Heimleiter Michael Hans legt Wert auf den regelmäßigen Austausch mit den Angehörigen. „In den Gesprächen teilen wir mit, wenn uns Dinge auffallen. Zudem wollen wir wissen, ob alles in Ordnung ist.“
Die Pflegekassen übernehmen einen großen Anteil der Tagespflege-Kosten des Gastes. Die Gäste werden mit einem eigenen Bus des DRK am Morgen zuhause abgeholt und am Nachmittag wieder nach Hause gebracht.
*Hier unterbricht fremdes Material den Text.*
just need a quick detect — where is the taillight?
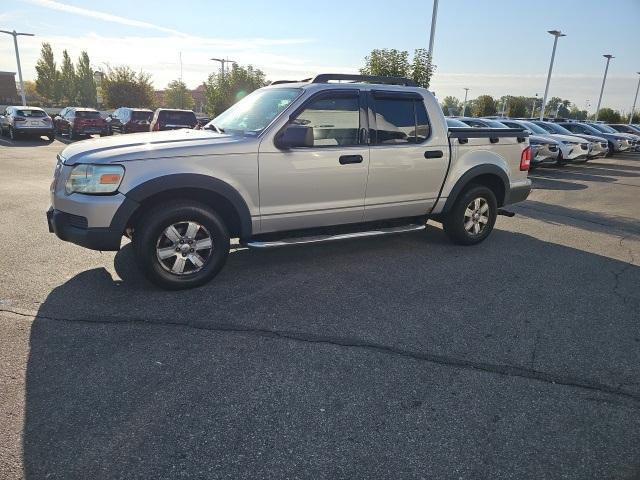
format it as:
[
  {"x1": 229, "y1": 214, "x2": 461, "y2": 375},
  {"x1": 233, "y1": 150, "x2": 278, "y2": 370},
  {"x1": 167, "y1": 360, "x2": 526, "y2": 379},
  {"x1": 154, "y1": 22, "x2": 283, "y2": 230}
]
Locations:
[
  {"x1": 14, "y1": 116, "x2": 26, "y2": 122},
  {"x1": 520, "y1": 146, "x2": 531, "y2": 171}
]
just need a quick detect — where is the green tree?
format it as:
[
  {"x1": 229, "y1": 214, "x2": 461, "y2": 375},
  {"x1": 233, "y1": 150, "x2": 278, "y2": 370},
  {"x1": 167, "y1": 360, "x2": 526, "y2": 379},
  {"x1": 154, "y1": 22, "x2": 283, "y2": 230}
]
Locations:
[
  {"x1": 557, "y1": 99, "x2": 571, "y2": 118},
  {"x1": 360, "y1": 48, "x2": 435, "y2": 88},
  {"x1": 76, "y1": 51, "x2": 97, "y2": 107},
  {"x1": 23, "y1": 80, "x2": 45, "y2": 106},
  {"x1": 164, "y1": 79, "x2": 194, "y2": 110},
  {"x1": 596, "y1": 108, "x2": 621, "y2": 123},
  {"x1": 504, "y1": 96, "x2": 529, "y2": 118},
  {"x1": 568, "y1": 105, "x2": 588, "y2": 120},
  {"x1": 472, "y1": 95, "x2": 497, "y2": 117},
  {"x1": 60, "y1": 50, "x2": 77, "y2": 104},
  {"x1": 35, "y1": 42, "x2": 60, "y2": 105},
  {"x1": 101, "y1": 66, "x2": 155, "y2": 109},
  {"x1": 441, "y1": 96, "x2": 461, "y2": 116},
  {"x1": 204, "y1": 63, "x2": 266, "y2": 116}
]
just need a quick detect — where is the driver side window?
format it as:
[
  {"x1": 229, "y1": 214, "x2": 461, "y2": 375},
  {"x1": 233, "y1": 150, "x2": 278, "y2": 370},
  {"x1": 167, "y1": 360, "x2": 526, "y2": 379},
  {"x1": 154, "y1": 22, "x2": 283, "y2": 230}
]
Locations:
[{"x1": 290, "y1": 93, "x2": 360, "y2": 147}]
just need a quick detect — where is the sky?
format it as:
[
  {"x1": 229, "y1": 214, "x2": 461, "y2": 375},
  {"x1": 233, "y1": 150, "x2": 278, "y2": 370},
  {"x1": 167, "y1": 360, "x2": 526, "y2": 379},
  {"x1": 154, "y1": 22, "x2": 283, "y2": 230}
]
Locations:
[{"x1": 1, "y1": 0, "x2": 639, "y2": 113}]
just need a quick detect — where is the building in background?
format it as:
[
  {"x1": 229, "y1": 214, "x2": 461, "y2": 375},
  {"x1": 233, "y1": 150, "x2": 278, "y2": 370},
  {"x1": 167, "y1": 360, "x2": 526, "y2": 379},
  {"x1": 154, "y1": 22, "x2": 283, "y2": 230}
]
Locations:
[{"x1": 0, "y1": 72, "x2": 19, "y2": 105}]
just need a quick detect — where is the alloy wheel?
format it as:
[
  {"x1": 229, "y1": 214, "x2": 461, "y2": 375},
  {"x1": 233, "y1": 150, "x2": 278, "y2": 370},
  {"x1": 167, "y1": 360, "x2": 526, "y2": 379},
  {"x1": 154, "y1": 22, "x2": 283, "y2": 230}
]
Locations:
[
  {"x1": 464, "y1": 197, "x2": 490, "y2": 235},
  {"x1": 155, "y1": 221, "x2": 213, "y2": 275}
]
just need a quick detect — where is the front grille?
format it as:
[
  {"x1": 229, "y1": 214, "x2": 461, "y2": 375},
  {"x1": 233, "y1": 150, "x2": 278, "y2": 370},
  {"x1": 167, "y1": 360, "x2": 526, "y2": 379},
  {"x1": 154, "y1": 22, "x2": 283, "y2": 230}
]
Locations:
[{"x1": 580, "y1": 144, "x2": 588, "y2": 150}]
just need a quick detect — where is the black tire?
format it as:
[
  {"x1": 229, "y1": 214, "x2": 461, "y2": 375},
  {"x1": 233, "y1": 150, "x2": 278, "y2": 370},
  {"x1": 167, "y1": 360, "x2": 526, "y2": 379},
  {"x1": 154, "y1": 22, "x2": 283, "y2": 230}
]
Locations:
[
  {"x1": 442, "y1": 184, "x2": 498, "y2": 246},
  {"x1": 9, "y1": 126, "x2": 16, "y2": 141},
  {"x1": 556, "y1": 150, "x2": 568, "y2": 166},
  {"x1": 68, "y1": 128, "x2": 75, "y2": 140},
  {"x1": 607, "y1": 142, "x2": 615, "y2": 157},
  {"x1": 47, "y1": 134, "x2": 55, "y2": 142},
  {"x1": 133, "y1": 201, "x2": 230, "y2": 290}
]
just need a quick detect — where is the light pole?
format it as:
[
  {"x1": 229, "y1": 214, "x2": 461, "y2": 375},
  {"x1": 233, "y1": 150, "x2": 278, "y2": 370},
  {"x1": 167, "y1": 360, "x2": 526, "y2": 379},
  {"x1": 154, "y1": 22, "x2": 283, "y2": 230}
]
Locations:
[
  {"x1": 427, "y1": 0, "x2": 439, "y2": 60},
  {"x1": 628, "y1": 72, "x2": 640, "y2": 125},
  {"x1": 210, "y1": 57, "x2": 237, "y2": 77},
  {"x1": 93, "y1": 71, "x2": 104, "y2": 108},
  {"x1": 461, "y1": 87, "x2": 469, "y2": 116},
  {"x1": 531, "y1": 93, "x2": 538, "y2": 118},
  {"x1": 595, "y1": 54, "x2": 614, "y2": 121},
  {"x1": 0, "y1": 29, "x2": 35, "y2": 106},
  {"x1": 540, "y1": 30, "x2": 566, "y2": 121}
]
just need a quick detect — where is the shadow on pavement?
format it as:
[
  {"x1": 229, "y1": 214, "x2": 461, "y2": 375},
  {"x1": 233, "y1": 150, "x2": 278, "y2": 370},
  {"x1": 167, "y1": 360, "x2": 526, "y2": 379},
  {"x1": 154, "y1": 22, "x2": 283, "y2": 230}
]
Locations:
[
  {"x1": 23, "y1": 228, "x2": 640, "y2": 478},
  {"x1": 0, "y1": 136, "x2": 55, "y2": 147},
  {"x1": 529, "y1": 176, "x2": 588, "y2": 191}
]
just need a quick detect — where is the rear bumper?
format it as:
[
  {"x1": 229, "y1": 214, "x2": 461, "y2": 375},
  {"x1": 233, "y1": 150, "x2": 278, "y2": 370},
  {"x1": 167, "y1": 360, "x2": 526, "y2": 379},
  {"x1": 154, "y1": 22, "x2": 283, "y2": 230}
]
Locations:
[
  {"x1": 14, "y1": 127, "x2": 54, "y2": 135},
  {"x1": 504, "y1": 182, "x2": 531, "y2": 206}
]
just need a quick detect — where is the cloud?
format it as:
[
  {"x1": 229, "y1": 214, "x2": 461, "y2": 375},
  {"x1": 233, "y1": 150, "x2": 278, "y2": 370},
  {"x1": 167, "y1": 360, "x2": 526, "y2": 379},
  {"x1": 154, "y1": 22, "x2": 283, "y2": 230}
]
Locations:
[{"x1": 23, "y1": 0, "x2": 187, "y2": 36}]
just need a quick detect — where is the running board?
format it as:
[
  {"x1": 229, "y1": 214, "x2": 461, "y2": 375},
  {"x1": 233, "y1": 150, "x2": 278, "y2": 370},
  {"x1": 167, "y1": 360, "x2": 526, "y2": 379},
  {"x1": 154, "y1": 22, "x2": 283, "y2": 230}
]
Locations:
[{"x1": 245, "y1": 223, "x2": 426, "y2": 249}]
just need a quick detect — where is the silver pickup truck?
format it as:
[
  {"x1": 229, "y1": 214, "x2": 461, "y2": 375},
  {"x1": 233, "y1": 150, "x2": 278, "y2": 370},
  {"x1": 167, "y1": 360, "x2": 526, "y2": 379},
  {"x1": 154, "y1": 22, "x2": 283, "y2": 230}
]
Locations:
[{"x1": 48, "y1": 74, "x2": 532, "y2": 289}]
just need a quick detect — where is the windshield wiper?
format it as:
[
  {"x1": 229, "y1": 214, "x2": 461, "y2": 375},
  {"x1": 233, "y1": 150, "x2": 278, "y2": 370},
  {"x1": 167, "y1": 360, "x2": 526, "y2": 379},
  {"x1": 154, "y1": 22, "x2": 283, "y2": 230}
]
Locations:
[{"x1": 205, "y1": 124, "x2": 225, "y2": 134}]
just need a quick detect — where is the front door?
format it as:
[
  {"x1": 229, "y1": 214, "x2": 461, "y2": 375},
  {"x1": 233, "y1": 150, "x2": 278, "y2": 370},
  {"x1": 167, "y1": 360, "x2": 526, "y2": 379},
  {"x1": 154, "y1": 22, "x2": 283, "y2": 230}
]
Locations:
[
  {"x1": 258, "y1": 89, "x2": 369, "y2": 233},
  {"x1": 363, "y1": 91, "x2": 450, "y2": 221}
]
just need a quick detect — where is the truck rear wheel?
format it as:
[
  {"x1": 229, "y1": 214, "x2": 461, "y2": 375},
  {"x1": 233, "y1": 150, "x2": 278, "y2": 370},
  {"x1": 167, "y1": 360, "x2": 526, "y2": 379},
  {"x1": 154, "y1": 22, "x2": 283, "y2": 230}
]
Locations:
[
  {"x1": 133, "y1": 202, "x2": 230, "y2": 290},
  {"x1": 442, "y1": 184, "x2": 497, "y2": 245}
]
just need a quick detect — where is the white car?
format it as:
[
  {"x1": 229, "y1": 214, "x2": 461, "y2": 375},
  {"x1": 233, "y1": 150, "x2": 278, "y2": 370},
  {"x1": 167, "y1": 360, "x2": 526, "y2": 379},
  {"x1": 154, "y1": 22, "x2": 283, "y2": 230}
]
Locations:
[{"x1": 0, "y1": 105, "x2": 55, "y2": 141}]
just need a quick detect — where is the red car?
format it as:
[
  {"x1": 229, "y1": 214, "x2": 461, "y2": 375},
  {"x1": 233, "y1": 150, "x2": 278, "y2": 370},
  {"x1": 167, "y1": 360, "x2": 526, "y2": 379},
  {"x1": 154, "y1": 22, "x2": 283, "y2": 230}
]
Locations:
[{"x1": 54, "y1": 107, "x2": 108, "y2": 139}]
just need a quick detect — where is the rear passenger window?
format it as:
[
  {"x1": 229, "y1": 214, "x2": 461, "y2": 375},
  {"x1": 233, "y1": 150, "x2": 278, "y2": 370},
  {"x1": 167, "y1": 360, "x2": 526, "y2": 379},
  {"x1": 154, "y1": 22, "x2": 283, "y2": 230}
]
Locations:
[
  {"x1": 291, "y1": 93, "x2": 360, "y2": 147},
  {"x1": 373, "y1": 98, "x2": 430, "y2": 144}
]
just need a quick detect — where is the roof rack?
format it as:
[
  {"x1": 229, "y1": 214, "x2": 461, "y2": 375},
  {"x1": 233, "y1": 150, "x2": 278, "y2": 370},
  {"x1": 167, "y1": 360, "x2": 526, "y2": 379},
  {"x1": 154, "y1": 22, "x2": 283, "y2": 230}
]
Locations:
[
  {"x1": 270, "y1": 78, "x2": 311, "y2": 85},
  {"x1": 310, "y1": 73, "x2": 417, "y2": 87}
]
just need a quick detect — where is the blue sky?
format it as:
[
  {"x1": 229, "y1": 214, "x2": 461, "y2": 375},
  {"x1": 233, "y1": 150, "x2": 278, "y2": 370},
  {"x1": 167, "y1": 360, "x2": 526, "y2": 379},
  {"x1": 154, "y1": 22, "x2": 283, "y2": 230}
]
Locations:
[{"x1": 1, "y1": 0, "x2": 639, "y2": 112}]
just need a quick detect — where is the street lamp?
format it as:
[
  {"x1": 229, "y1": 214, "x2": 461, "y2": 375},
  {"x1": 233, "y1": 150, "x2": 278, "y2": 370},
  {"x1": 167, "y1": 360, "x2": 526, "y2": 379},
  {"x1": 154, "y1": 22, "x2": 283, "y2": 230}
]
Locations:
[
  {"x1": 93, "y1": 70, "x2": 104, "y2": 107},
  {"x1": 210, "y1": 57, "x2": 237, "y2": 77},
  {"x1": 628, "y1": 72, "x2": 640, "y2": 125},
  {"x1": 0, "y1": 29, "x2": 35, "y2": 106},
  {"x1": 427, "y1": 0, "x2": 439, "y2": 60},
  {"x1": 531, "y1": 93, "x2": 538, "y2": 118},
  {"x1": 594, "y1": 54, "x2": 614, "y2": 121},
  {"x1": 540, "y1": 30, "x2": 566, "y2": 121},
  {"x1": 461, "y1": 87, "x2": 469, "y2": 116}
]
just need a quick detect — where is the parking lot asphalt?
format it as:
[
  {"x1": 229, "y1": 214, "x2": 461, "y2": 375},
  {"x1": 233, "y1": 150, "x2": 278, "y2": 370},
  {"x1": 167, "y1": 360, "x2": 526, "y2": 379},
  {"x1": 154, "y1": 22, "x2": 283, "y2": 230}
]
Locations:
[{"x1": 1, "y1": 135, "x2": 639, "y2": 479}]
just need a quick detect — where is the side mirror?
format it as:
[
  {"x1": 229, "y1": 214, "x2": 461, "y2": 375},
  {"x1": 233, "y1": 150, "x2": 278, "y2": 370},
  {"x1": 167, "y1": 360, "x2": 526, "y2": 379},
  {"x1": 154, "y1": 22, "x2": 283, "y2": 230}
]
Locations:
[{"x1": 276, "y1": 125, "x2": 314, "y2": 149}]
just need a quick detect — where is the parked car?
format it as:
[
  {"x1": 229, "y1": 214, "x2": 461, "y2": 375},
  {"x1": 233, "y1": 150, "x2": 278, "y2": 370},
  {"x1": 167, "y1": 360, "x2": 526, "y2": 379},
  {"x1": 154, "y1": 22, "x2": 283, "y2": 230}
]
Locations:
[
  {"x1": 150, "y1": 109, "x2": 198, "y2": 131},
  {"x1": 607, "y1": 123, "x2": 640, "y2": 136},
  {"x1": 557, "y1": 122, "x2": 631, "y2": 155},
  {"x1": 445, "y1": 118, "x2": 472, "y2": 128},
  {"x1": 496, "y1": 119, "x2": 561, "y2": 167},
  {"x1": 530, "y1": 120, "x2": 608, "y2": 159},
  {"x1": 54, "y1": 107, "x2": 108, "y2": 139},
  {"x1": 508, "y1": 120, "x2": 589, "y2": 164},
  {"x1": 587, "y1": 123, "x2": 640, "y2": 151},
  {"x1": 106, "y1": 108, "x2": 153, "y2": 134},
  {"x1": 48, "y1": 73, "x2": 532, "y2": 289},
  {"x1": 0, "y1": 106, "x2": 55, "y2": 141}
]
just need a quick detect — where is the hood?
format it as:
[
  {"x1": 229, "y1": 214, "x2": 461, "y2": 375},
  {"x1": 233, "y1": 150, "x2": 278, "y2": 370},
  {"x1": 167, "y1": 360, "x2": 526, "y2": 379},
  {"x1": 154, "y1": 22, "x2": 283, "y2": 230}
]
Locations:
[
  {"x1": 547, "y1": 134, "x2": 589, "y2": 144},
  {"x1": 60, "y1": 129, "x2": 252, "y2": 165},
  {"x1": 566, "y1": 133, "x2": 608, "y2": 143}
]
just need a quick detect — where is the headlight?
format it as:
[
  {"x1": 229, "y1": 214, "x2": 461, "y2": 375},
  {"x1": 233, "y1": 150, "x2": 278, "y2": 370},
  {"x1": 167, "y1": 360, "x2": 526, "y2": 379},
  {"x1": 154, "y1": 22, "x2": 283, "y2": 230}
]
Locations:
[{"x1": 65, "y1": 164, "x2": 124, "y2": 194}]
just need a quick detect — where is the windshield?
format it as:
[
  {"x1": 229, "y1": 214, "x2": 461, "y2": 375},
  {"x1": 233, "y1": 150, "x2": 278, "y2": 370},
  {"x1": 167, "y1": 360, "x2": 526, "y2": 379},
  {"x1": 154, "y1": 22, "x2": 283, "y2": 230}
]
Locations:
[
  {"x1": 521, "y1": 121, "x2": 548, "y2": 135},
  {"x1": 446, "y1": 118, "x2": 470, "y2": 127},
  {"x1": 158, "y1": 111, "x2": 196, "y2": 124},
  {"x1": 483, "y1": 119, "x2": 508, "y2": 128},
  {"x1": 76, "y1": 111, "x2": 101, "y2": 119},
  {"x1": 132, "y1": 111, "x2": 152, "y2": 121},
  {"x1": 207, "y1": 87, "x2": 301, "y2": 135},
  {"x1": 16, "y1": 109, "x2": 47, "y2": 117},
  {"x1": 539, "y1": 122, "x2": 574, "y2": 135},
  {"x1": 590, "y1": 123, "x2": 617, "y2": 134}
]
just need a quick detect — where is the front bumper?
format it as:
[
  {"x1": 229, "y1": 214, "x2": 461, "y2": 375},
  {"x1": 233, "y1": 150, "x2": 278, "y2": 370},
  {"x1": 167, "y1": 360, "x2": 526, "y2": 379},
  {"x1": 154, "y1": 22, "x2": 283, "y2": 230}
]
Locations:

Der Einzugsbereich umfasst Böblingen und Sindelfingen mit allen Teilorten sowie Magstadt.
„Auch wenn ein Heimplatz gesucht wird und gerade nicht verfügbar ist, bietet sich die Tagespflege als Zwischenlösung an“, sagt Michael Hans.
Beide Tagespflege-Angebote der DRK-Altenpflegeheime gGmbH im Landkreis Böblingen – in Sindelfingen und in Holzgerlingen – wurden in diesem Jahr einer Qualitätskontrolle durch das unabhängige Institut für Qualitätskennzeichnung von sozialen Dienstleistungen (IQD) unterzogen. Für beide Tagespflegen gab es dabei Zertifikate mit Bestnoten. 100 Prozent der Tagespflege-Nutzenden haben die Aussagen „Insgesamt gesehen fühle ich mich hier wohl“ und „Die Mitarbeitenden nehmen sich Zeit für mich“ sowie „Wenn ich einen Wunsch äußere, versucht man darauf einzugehen“ bejaht. Mit dem Essen sind ebenfalls alle zufrieden.